Het verzochte bedrag aan kosten van rechtsbijstand ter grootte van
€ 2.992,30is in voldoende mate onderbouwd en komt de rechtbank billijk voor. In het oordeel van de rechtbank is het verzochte bedrag aan vergoeding meer dan redelijk. De rechtbank zal dit bedrag toewijzen.

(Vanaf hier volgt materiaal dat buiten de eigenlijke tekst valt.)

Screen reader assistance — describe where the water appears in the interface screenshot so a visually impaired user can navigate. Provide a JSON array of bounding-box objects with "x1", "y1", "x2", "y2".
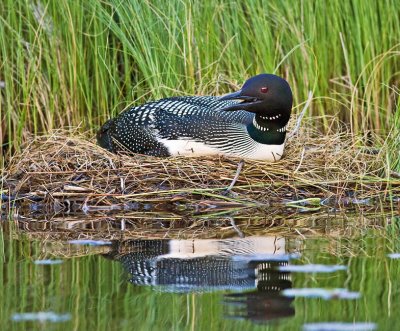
[{"x1": 0, "y1": 214, "x2": 400, "y2": 331}]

Voor de kosten verbonden aan de indiening en behandeling van het verzoekschrift in raadkamer wordt het forfaitaire bedrag van
€ 680,00toegekend.

3.De beslissing

De rechtbank:
wijst het verzoek tot toekenning van een vergoeding ex artikel 530 Sv toe tot een bedrag van
€ 3.672,3‬0, bestaande uit:
- € 2.992,30 aan kosten van rechtsbijstand;
- € 680,00 de kosten verbonden aan de indiening en behandeling van het verzoekschrift in raadkamer;
wijst het verzoek voor het overige af;
bepaalt dat een bedrag van
€ 3.672,3‬0zal worden overgemaakt op [rekeningnummer] ten name van Stichting Beheer Derdengelden Woodrow Van de Kerkhof, onder vermelding van “23-009937”.

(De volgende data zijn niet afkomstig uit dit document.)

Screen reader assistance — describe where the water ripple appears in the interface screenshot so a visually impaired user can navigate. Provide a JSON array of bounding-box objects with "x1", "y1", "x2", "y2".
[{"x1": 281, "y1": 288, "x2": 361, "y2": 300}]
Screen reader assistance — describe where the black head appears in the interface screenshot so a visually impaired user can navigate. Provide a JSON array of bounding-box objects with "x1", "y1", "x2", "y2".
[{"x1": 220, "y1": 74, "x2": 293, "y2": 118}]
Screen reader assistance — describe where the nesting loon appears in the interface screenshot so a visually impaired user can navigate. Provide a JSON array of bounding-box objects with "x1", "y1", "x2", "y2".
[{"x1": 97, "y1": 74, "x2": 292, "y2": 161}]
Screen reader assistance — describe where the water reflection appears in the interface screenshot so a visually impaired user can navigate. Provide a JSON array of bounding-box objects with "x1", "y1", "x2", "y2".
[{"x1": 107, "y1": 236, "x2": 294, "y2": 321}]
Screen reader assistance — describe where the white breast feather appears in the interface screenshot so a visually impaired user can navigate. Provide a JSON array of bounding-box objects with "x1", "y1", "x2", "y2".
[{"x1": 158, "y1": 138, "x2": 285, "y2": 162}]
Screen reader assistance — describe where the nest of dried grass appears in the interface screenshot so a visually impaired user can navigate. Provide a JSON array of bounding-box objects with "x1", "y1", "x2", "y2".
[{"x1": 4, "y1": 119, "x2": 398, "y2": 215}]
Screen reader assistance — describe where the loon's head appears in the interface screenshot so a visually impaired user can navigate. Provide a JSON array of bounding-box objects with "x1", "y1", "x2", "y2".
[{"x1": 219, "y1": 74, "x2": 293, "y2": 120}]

Deze beslissing is op 11 maart 2024 gegeven door mr. J.C. Gillesse, rechter, in tegenwoordigheid van mr. D. van Spelde, griffier, en is uitgesproken ter openbare terechtzitting van 11 maart 2024.
De griffier is niet in de gelegenheid deze beschikking mede te ondertekenen.
INFORMATIE RECHTSMIDDEL
Tegen de beslissing ex artikel 530 Sv kan door het Openbaar Ministerie binnen veertien dagen na de dagtekening van deze beslissing en door verzoeker binnen een maand na de betekening van deze beslissing hoger beroep worden ingesteld bij het Gerechtshof te ‘s-Hertogenbosch (artikel 535 lid 1 Sv).